As 2026 unfolds, it remains to be seen whether Strategy can turn things around or if the new normal will see it as a budget, leveraged Bitcoin proxy amid ongoing market fluctuations. Could this be the cheapest entry point into leveraged Bitcoin exposure since 2020?

Next Moves for Strategy

There's a strong chance that Strategy will continue to face pressure as the Bitcoin market fluctuates. If Bitcoin prices stabilize around current levels or rise, the company may regain some premium, although experts estimate this might only reach levels of 10% to 15% in the near term. A permanent discount could set in if Bitcoin's value fails to rise substantially, which would solidify Strategy's position as a less attractive investment.

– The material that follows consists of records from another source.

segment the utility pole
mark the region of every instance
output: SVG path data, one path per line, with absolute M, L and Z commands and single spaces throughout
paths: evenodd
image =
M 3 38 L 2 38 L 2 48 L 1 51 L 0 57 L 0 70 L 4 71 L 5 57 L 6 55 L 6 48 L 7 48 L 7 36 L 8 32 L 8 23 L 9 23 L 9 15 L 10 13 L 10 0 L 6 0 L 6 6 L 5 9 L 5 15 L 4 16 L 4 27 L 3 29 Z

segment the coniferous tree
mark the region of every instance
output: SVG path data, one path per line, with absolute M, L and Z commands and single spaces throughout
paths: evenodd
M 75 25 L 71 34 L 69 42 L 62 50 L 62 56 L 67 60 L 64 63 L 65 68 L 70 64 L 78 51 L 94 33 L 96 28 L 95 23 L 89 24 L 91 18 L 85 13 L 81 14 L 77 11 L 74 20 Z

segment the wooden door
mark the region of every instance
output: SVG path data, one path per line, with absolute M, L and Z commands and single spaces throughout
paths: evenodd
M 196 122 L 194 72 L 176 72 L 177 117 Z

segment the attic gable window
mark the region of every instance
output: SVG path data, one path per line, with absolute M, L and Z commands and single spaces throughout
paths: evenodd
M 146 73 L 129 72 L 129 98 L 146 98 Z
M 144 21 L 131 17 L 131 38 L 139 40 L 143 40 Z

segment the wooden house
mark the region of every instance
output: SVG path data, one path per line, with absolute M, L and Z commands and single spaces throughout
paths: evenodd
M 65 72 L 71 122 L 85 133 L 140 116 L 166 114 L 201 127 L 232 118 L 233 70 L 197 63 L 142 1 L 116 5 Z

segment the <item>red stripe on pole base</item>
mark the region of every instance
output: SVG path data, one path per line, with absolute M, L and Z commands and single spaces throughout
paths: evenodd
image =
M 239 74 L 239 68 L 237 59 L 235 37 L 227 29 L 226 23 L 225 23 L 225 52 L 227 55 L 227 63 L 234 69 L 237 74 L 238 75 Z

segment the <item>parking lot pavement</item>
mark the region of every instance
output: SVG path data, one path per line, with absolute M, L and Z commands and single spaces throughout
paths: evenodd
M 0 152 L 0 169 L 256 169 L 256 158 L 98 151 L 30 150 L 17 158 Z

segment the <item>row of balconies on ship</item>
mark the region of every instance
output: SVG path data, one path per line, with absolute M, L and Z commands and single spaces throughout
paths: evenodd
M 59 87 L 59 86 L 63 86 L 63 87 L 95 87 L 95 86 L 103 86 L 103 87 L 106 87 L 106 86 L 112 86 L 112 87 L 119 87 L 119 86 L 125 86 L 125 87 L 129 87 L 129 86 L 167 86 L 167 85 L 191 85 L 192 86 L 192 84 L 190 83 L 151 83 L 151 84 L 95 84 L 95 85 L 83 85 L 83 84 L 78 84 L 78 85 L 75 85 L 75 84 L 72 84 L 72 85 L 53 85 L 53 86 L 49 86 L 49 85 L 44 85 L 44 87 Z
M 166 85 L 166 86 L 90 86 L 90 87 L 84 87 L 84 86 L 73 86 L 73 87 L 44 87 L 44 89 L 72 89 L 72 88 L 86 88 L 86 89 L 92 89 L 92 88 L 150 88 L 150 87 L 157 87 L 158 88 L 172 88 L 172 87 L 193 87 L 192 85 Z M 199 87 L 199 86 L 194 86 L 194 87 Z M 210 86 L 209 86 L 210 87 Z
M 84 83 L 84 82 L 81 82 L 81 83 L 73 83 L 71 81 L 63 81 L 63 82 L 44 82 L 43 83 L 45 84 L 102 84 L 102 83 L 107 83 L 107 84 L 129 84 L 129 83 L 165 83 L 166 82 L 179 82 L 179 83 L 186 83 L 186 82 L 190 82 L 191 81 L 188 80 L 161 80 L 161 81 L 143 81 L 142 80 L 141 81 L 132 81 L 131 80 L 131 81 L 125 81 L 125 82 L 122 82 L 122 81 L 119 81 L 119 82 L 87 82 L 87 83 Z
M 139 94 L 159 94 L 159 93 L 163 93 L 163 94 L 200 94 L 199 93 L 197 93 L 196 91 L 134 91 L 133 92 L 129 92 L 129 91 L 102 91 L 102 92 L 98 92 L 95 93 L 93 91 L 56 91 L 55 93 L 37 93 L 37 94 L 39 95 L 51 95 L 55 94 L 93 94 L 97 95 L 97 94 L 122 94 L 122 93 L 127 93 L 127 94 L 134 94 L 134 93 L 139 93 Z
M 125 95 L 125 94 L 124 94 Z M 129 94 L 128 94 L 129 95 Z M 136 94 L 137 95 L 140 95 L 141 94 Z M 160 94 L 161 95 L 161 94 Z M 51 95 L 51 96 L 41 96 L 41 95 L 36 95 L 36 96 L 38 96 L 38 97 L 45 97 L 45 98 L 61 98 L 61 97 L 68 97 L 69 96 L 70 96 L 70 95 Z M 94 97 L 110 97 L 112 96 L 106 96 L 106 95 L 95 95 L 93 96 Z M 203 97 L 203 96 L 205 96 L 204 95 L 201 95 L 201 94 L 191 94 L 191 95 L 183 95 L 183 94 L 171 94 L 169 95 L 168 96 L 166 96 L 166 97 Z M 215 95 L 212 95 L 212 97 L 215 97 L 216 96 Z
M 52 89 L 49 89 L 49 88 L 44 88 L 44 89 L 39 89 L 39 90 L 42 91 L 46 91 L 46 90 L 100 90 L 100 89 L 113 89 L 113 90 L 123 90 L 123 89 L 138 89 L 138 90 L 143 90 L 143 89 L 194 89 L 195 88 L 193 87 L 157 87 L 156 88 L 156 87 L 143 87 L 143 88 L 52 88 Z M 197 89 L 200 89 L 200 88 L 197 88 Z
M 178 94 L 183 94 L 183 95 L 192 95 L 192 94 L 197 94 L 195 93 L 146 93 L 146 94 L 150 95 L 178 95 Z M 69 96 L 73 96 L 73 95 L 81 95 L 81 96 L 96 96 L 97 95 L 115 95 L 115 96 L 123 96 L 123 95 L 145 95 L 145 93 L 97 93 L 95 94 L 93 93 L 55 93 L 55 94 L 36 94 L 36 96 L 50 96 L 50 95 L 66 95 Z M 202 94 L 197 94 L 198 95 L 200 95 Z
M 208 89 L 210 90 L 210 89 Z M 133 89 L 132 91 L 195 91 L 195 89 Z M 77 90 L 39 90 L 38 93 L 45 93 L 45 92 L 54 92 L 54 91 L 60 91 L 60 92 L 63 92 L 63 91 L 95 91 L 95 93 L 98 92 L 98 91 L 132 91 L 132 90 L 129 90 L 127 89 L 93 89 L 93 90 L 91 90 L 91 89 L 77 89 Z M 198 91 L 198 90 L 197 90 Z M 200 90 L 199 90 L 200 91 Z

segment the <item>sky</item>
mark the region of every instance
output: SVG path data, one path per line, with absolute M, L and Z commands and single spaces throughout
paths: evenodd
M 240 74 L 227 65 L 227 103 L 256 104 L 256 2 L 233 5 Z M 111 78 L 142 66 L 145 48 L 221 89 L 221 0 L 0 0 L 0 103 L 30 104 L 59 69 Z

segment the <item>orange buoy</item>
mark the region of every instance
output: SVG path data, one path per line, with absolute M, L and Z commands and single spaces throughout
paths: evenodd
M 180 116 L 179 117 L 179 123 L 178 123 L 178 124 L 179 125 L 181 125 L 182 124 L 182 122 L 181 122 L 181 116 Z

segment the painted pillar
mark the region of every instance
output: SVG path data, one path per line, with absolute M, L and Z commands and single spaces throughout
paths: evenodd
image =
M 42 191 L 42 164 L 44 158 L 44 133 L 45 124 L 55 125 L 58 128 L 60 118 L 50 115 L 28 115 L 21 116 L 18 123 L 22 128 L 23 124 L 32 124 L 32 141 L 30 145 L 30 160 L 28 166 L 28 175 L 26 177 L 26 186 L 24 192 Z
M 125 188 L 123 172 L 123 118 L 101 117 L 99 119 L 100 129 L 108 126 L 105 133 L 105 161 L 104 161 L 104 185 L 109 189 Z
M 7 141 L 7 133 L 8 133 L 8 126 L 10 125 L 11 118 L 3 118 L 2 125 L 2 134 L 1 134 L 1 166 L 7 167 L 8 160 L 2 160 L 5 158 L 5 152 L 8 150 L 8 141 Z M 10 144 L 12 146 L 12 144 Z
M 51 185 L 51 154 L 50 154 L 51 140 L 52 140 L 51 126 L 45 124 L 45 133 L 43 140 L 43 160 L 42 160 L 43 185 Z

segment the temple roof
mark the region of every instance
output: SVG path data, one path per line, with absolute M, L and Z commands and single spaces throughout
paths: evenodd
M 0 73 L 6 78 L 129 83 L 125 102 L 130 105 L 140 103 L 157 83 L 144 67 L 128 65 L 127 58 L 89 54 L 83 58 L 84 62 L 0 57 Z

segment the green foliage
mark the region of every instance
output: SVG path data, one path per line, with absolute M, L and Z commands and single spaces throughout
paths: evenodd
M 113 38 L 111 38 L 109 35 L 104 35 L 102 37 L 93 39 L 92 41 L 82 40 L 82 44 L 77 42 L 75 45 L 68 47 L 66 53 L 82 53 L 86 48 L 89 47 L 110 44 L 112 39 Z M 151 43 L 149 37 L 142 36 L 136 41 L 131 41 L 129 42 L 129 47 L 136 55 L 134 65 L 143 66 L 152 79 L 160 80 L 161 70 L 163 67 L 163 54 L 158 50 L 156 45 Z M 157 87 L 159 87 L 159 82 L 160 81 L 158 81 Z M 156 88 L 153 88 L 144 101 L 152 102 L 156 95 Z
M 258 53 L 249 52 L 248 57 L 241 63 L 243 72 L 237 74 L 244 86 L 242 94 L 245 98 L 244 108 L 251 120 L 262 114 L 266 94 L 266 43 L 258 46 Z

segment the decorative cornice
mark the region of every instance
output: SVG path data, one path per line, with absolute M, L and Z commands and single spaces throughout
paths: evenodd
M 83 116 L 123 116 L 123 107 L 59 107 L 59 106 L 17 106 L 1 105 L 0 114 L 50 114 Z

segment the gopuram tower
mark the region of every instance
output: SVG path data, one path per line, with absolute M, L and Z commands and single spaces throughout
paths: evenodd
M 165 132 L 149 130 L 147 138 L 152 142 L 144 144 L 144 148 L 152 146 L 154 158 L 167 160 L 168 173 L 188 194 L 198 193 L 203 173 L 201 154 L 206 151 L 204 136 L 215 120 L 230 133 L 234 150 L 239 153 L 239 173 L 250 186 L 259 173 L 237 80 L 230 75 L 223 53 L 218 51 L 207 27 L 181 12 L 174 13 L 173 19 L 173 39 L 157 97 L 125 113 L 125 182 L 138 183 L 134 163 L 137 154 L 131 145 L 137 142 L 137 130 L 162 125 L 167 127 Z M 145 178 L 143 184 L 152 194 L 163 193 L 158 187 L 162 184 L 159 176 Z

Alternatively, if favorable accounting changes spark interest from passive index funds, we might see a short-term surge in buying activity, potentially pushing the premium higher and providing a much-needed boost to investor confidence.

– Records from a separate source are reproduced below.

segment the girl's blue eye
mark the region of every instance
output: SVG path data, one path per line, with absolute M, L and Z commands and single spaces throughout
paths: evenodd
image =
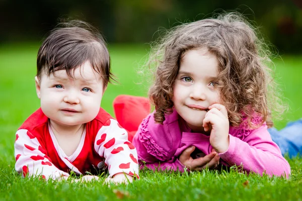
M 183 79 L 184 79 L 184 80 L 185 80 L 185 82 L 190 82 L 192 81 L 192 79 L 191 78 L 191 77 L 185 77 L 183 78 Z
M 89 92 L 89 91 L 90 91 L 90 89 L 88 88 L 83 88 L 82 90 L 85 92 Z
M 215 86 L 215 85 L 217 85 L 217 83 L 214 81 L 211 81 L 211 82 L 210 82 L 209 85 L 211 86 Z
M 61 85 L 57 84 L 57 85 L 55 85 L 55 87 L 57 88 L 63 88 L 63 86 L 62 86 Z

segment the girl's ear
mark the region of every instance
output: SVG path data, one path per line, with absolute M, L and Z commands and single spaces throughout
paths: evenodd
M 41 99 L 41 93 L 40 92 L 40 89 L 41 89 L 40 86 L 40 80 L 38 78 L 38 77 L 35 77 L 35 80 L 36 80 L 36 91 L 37 91 L 37 95 L 39 99 Z
M 106 89 L 107 89 L 107 86 L 104 87 L 104 89 L 103 90 L 103 95 L 104 95 L 104 93 L 105 93 L 105 91 L 106 91 Z

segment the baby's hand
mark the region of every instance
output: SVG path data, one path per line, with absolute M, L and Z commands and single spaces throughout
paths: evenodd
M 210 143 L 217 152 L 223 153 L 228 150 L 230 145 L 228 111 L 224 106 L 218 104 L 213 104 L 209 109 L 203 120 L 204 131 L 208 131 L 209 125 L 211 126 Z
M 107 178 L 105 180 L 106 183 L 110 185 L 110 183 L 113 183 L 117 184 L 121 183 L 128 183 L 132 182 L 133 180 L 133 177 L 129 174 L 123 173 L 118 173 L 115 174 L 113 178 Z
M 220 157 L 217 152 L 213 149 L 209 154 L 203 157 L 193 159 L 191 154 L 194 151 L 195 147 L 190 147 L 185 149 L 179 156 L 179 161 L 191 171 L 200 171 L 208 167 L 215 169 L 219 164 Z

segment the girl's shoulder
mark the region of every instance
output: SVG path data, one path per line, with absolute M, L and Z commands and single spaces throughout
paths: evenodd
M 263 127 L 267 127 L 265 122 L 260 125 L 262 120 L 262 118 L 260 115 L 254 115 L 251 119 L 251 126 L 249 124 L 247 117 L 244 117 L 242 123 L 239 126 L 230 127 L 230 134 L 243 140 L 252 132 L 255 132 Z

A Lesson from the Dot-Com Era

This situation resembles the early 2000s tech bubble, where numerous companies had inflated valuations based on future potential rather than current earnings. Similar to Strategy, many tech firms faced massive declines when reality set in. The survivors adapted and found new paths for growth, much like Strategy may need to negotiate its obligations and profits. Just as those initial tech darlings re-emerged or morphed into sustainable enterprises, Strategy must navigate a challenging landscape or risk being viewed merely as a shadow of its former self.